Quadratic Association

Question

I am looking for the best way to depict a concave, quadratic association. I'm using logistic regression to measure the association between affect and military advancement (yes/no).

The primary predictor centered on the mean squared was significant, and it is graphically clear that Y increases as X increases only to a point, before leveling off and decreasing. I was able to determine at which level of X, Y reaches its maximum by adding the mean to the linear term (centered on the mean), divided by two times the quadratic term (mean + (b1/2b2).

Are results from logistic regression uninterpretable if there is a curvilinear/quadratic association between X and Y?

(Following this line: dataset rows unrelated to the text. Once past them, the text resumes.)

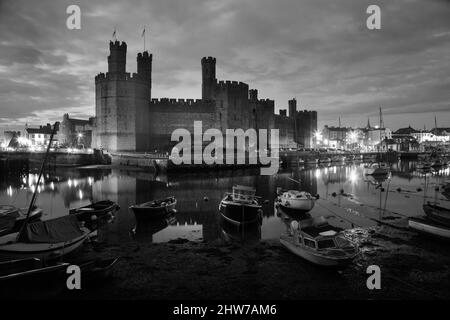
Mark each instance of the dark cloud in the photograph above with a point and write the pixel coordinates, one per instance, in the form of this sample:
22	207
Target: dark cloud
316	50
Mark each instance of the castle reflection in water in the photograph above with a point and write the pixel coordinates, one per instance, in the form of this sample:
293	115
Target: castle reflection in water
198	197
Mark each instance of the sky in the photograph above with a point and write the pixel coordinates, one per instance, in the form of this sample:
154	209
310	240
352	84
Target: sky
318	51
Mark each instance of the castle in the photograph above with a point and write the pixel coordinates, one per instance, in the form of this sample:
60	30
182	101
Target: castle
127	118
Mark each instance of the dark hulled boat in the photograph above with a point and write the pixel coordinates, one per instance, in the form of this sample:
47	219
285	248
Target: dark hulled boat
155	209
437	214
241	206
97	209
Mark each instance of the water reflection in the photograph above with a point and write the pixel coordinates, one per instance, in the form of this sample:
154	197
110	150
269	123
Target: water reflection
347	197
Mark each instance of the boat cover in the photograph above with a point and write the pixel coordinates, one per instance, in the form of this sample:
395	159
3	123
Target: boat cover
8	216
61	229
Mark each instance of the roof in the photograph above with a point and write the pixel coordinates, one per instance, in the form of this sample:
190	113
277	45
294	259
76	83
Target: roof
439	131
407	130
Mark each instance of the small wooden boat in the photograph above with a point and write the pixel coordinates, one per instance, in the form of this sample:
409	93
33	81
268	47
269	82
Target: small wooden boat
320	243
429	228
423	165
13	220
155	209
338	158
44	240
241	206
374	169
437	214
97	209
296	200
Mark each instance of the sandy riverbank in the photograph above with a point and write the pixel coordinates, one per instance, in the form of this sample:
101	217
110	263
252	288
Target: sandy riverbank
412	267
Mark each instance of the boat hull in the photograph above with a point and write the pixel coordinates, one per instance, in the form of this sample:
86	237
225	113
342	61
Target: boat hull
436	215
239	213
153	213
429	228
313	257
297	205
43	251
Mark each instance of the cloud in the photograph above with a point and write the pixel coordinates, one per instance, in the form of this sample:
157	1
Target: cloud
316	50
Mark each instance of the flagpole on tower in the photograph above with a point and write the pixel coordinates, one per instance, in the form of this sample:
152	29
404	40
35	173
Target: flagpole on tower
144	36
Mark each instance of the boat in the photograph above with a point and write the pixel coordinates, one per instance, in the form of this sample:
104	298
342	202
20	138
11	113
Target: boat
95	210
45	240
12	218
376	168
29	269
437	214
319	243
155	209
338	158
437	164
424	165
296	200
429	228
241	206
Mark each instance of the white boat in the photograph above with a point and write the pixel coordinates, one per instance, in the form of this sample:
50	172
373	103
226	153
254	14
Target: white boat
338	158
296	200
320	243
376	168
430	228
45	240
423	165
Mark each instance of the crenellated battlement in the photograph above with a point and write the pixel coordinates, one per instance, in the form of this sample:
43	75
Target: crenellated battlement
208	60
117	45
232	85
170	101
119	76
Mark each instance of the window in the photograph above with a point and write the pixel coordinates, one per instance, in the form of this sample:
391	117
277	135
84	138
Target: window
309	243
324	244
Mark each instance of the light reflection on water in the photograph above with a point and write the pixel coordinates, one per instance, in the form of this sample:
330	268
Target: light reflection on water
347	197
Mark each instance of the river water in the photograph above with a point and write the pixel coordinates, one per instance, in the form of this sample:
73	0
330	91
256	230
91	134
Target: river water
348	198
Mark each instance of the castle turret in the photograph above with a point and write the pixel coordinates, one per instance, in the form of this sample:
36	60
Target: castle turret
209	80
292	107
117	58
144	67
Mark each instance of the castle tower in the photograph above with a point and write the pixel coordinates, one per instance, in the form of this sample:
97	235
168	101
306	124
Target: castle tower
292	107
144	68
122	103
209	80
117	58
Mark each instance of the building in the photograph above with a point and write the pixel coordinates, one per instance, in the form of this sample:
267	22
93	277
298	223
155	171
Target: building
9	137
127	118
75	133
335	137
40	137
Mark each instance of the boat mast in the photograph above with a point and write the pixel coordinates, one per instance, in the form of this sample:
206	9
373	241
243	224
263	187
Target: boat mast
33	199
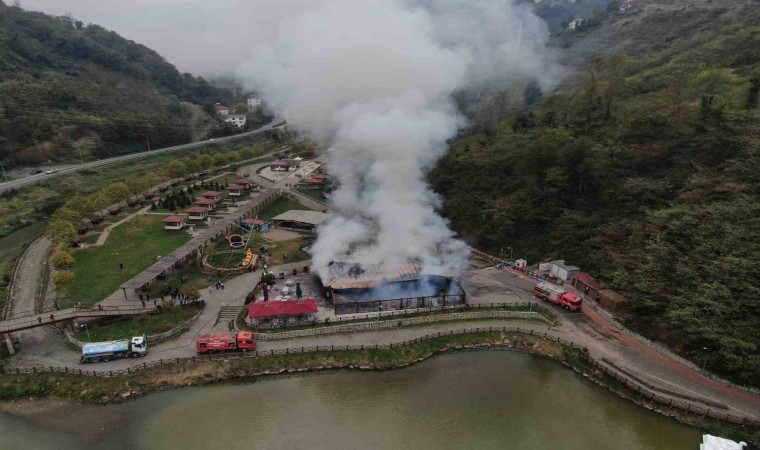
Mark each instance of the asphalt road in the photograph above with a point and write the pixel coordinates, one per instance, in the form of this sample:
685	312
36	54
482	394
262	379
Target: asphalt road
104	162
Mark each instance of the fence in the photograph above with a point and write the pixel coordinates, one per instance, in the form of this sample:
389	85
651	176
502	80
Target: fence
642	390
386	316
31	319
385	324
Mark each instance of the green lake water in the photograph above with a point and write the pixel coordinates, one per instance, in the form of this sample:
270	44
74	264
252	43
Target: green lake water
473	400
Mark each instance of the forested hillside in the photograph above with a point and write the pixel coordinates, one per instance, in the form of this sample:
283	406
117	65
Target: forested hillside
70	90
644	169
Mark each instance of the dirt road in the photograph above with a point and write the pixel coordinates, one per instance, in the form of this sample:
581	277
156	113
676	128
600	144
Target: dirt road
42	343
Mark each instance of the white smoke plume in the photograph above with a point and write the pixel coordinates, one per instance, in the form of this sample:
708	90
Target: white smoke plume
373	80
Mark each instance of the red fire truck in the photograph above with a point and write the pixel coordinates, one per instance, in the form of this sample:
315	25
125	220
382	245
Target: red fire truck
225	342
558	296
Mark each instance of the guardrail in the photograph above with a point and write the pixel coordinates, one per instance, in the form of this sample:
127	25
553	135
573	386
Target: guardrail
405	313
39	319
642	390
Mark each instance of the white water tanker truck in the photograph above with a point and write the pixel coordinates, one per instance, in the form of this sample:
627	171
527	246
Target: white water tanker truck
106	351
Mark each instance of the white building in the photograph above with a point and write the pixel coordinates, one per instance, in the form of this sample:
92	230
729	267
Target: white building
236	119
253	103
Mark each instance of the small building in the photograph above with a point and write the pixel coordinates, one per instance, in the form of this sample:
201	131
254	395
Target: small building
610	300
236	119
244	182
197	213
235	190
558	270
284	312
300	220
314	182
207	203
586	284
174	222
252	224
221	109
282	164
253	103
212	195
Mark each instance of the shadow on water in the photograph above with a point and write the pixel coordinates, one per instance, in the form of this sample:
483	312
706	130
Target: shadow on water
481	399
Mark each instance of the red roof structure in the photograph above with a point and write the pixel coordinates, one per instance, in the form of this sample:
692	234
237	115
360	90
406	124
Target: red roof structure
282	163
588	280
173	219
260	310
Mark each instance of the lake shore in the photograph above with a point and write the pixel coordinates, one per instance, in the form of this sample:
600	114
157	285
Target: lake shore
47	391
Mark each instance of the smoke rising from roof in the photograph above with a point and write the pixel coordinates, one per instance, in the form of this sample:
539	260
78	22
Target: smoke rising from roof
374	81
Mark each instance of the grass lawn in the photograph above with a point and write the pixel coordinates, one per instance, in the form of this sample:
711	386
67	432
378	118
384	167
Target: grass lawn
135	326
136	244
280	206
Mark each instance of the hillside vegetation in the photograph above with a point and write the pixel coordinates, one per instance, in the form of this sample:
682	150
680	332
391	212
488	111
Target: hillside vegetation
643	170
70	91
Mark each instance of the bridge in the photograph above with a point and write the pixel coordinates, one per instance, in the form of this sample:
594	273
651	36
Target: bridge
31	319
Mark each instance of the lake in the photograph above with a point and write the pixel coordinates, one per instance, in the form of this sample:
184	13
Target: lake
480	400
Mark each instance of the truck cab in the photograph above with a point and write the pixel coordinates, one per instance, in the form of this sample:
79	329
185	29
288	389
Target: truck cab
245	341
139	346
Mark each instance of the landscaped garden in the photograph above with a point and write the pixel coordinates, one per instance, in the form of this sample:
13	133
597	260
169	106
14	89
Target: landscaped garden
136	244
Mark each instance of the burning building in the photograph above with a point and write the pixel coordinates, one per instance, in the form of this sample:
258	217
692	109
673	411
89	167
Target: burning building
357	288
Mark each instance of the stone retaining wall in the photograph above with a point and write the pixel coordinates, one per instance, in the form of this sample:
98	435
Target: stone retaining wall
385	324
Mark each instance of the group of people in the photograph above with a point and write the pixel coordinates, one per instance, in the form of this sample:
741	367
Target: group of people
219	285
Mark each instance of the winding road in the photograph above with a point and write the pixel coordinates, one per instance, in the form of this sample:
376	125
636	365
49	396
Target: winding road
14	184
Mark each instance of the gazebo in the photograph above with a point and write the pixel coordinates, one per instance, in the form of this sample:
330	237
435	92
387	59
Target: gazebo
213	195
235	190
287	311
206	203
197	213
244	182
255	224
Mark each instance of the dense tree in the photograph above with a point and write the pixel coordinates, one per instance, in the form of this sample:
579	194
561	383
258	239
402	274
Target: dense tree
644	172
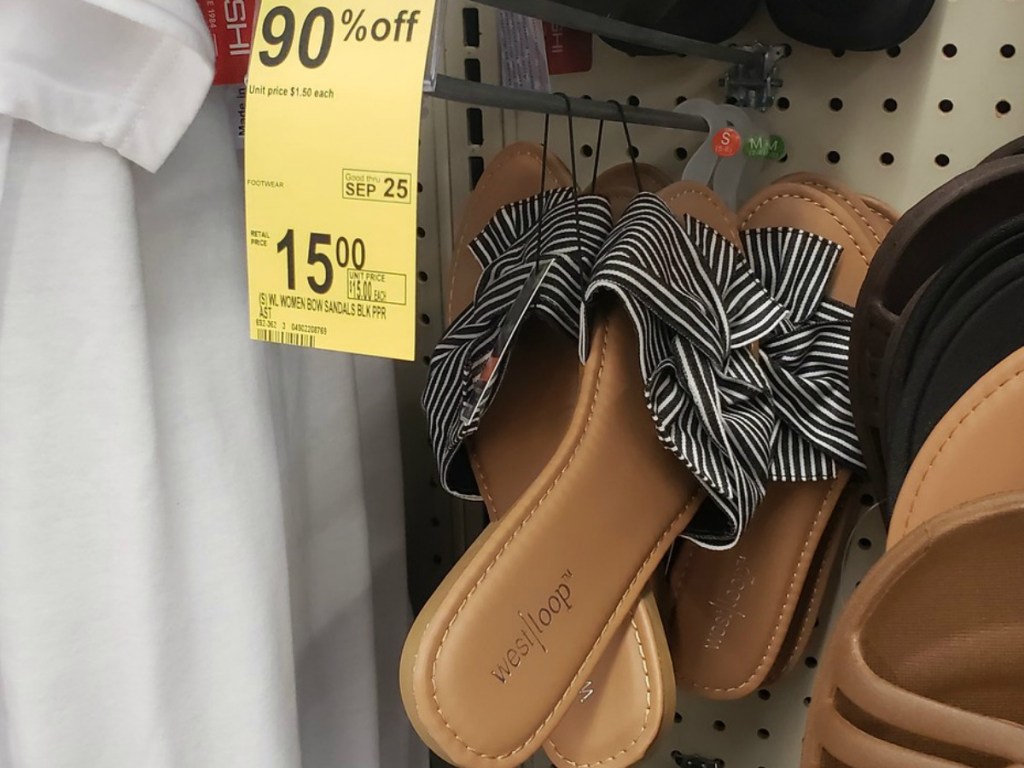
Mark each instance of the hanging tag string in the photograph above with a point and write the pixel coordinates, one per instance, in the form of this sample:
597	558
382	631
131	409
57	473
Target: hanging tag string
629	143
597	157
572	165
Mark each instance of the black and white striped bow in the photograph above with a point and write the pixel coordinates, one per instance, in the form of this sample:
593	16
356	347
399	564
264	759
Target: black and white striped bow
514	248
806	358
697	309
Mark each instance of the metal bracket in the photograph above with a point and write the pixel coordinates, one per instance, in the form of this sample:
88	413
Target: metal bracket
754	85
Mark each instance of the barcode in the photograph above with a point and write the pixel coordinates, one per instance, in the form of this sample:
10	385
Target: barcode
285	337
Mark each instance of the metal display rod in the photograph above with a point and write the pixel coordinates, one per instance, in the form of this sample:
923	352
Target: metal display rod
585	22
482	94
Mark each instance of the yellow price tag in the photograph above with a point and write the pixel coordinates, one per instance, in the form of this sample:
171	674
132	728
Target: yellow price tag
332	145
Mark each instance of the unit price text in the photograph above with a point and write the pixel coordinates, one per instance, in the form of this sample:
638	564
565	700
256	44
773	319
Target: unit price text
323	253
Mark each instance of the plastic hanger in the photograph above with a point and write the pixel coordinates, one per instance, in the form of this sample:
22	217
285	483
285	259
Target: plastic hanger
734	177
700	167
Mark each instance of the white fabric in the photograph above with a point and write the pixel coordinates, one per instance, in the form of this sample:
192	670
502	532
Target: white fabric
201	538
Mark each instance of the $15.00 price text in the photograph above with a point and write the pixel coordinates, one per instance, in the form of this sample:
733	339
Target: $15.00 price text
323	253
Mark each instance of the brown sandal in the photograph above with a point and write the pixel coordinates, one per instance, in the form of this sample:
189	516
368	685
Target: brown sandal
925	668
741	617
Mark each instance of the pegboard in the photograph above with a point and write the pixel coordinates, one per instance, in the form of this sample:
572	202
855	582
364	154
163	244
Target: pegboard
893	124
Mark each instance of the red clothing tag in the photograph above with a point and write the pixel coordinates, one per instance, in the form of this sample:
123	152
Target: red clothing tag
568	50
727	142
230	24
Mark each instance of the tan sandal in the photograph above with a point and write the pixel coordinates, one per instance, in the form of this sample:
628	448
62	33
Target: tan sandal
926	665
741	617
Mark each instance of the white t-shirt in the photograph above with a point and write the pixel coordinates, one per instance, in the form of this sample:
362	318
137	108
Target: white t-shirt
201	538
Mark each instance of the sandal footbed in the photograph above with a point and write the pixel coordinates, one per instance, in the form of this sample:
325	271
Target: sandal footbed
562	540
738	616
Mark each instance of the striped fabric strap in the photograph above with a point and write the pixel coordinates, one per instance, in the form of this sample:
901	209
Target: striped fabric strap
697	309
806	357
515	248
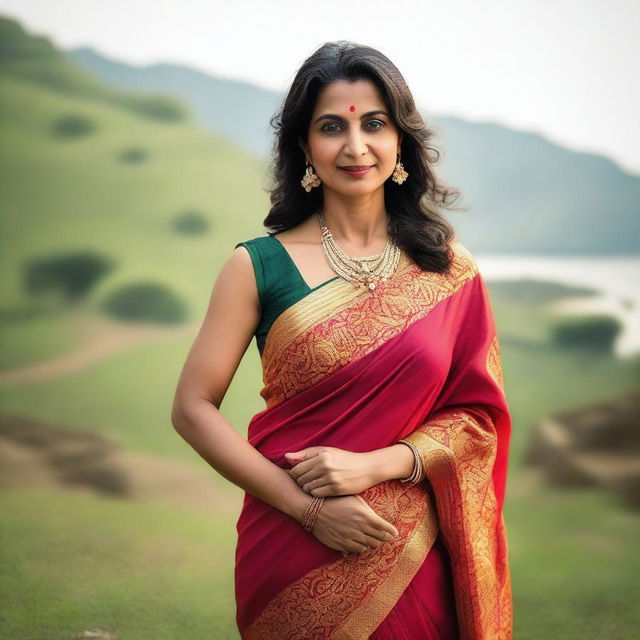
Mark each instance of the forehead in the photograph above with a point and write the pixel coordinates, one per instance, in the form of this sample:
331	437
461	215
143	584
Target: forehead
341	94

What would be the best way to determine the slope at different levels of X for a binary outcome? I would like to compare how the slope differs at varying levels of X (low vs. medium vs. high), and specifically how it decreases at higher levels of X.

Thanks!

Emily

Hi Emily, Welcome to CV. Note that your username, identicon, & a link to your user page are automatically added to every post you make, so there is no need to sign your posts. In fact, we prefer you don't. Also, there's no need to say "thank you" at the end of your post - it might seem rude at first, but it's part of the philosophy of this site (tour) to "Ask questions, get answers, no distractions" and it means future readers of your question don't need to read through the pleasantries. — Jan Kukacka
– Jan Kukacka, Commented Mar 13, 2018 at 15:23

whuber · Accepted Answer · 2025-07-07 16:16:25Z

Logistic regression estimates how the log odds of a binary response $Y$ varies with the values of the explanatory variables. It does so by estimating the coefficients of a linear combination of terms. Those coefficients are not what the question means by "slope," though, so we should take some care with the terminology. I hope the following account will help convince you of the value in a logistic regression context of continuing to think and work in terms of log odds rather than attempting to convert them into some other way of expressing random binary results (such as odds or probabilities).

Notation and analysis

Let the original explanatory variables (considered fixed, not random), before any transformations, interactions, or "feature engineering" have been applied, be $\mathbf X = (X_1, X_2, \ldots, X_k).$ The variables used in the model might include these original ones, or transformations of them, or some kind of combinations (linear or nonlinear) of them. To highlight what matters, let us call the variables used in the model $f_0(\mathbf X),$ $f_1(\mathbf X),$ and so on: they are all functions of the original variables. In these terms the logistic model can be expressed as

$$\text{log odds Y}(\mathbf X) = \beta_0 f_0(\mathbf X) + \beta_2 f_1(\mathbf X) + \cdots + \beta_p f_p(\mathbf X).$$

(When $E[Y(\mathbf X)] = P(\mathbf X),$ then by definition the log odds is simply $\log(P(\mathbf X):[1-P(\mathbf X)])$ $= \log(P(\mathbf X)) - \log(1-P(\mathbf X)).$) Often $f_0(\mathbf X) = 1$ is a constant "intercept" function and, not infrequently, the $f_i$ are the projection functions $f_i(\mathbf X) = X_i.$

The data used by the logistic regression are a sequence of $n$ values of $\mathbf X$ paired with their associated random responses $y_i.$ The result of the logistic regression is to obtain simultaneous estimates of the model coefficients, written $\hat\beta_j.$ Accompanying those estimates will be some estimate of their $(p+1)\times (p+1)$ variance-covariance matrix $\hat\Sigma.$

In this setup the slope of any original variable $X_j$ is the instantaneous rate of change of the hypothesized coefficients,

$$\begin{aligned} \operatorname{slope}(X_i) & = \frac{\partial}{\partial X_j}\left(\beta_0 f_0(\mathbf X) + \cdots + \beta_p f_p(\mathbf X)\right)\\ &= \beta_0\frac{\partial f_0(\mathbf X)}{\partial X_j} + \cdots + \beta_p\frac{\partial f_p(\mathbf X)}{\partial X_j}. \end{aligned}$$

This follows from basic rules of differentiation and the fact that the hypothesized coefficients $\beta_j$ are separate from and mathematically not dependent on the data that were collected.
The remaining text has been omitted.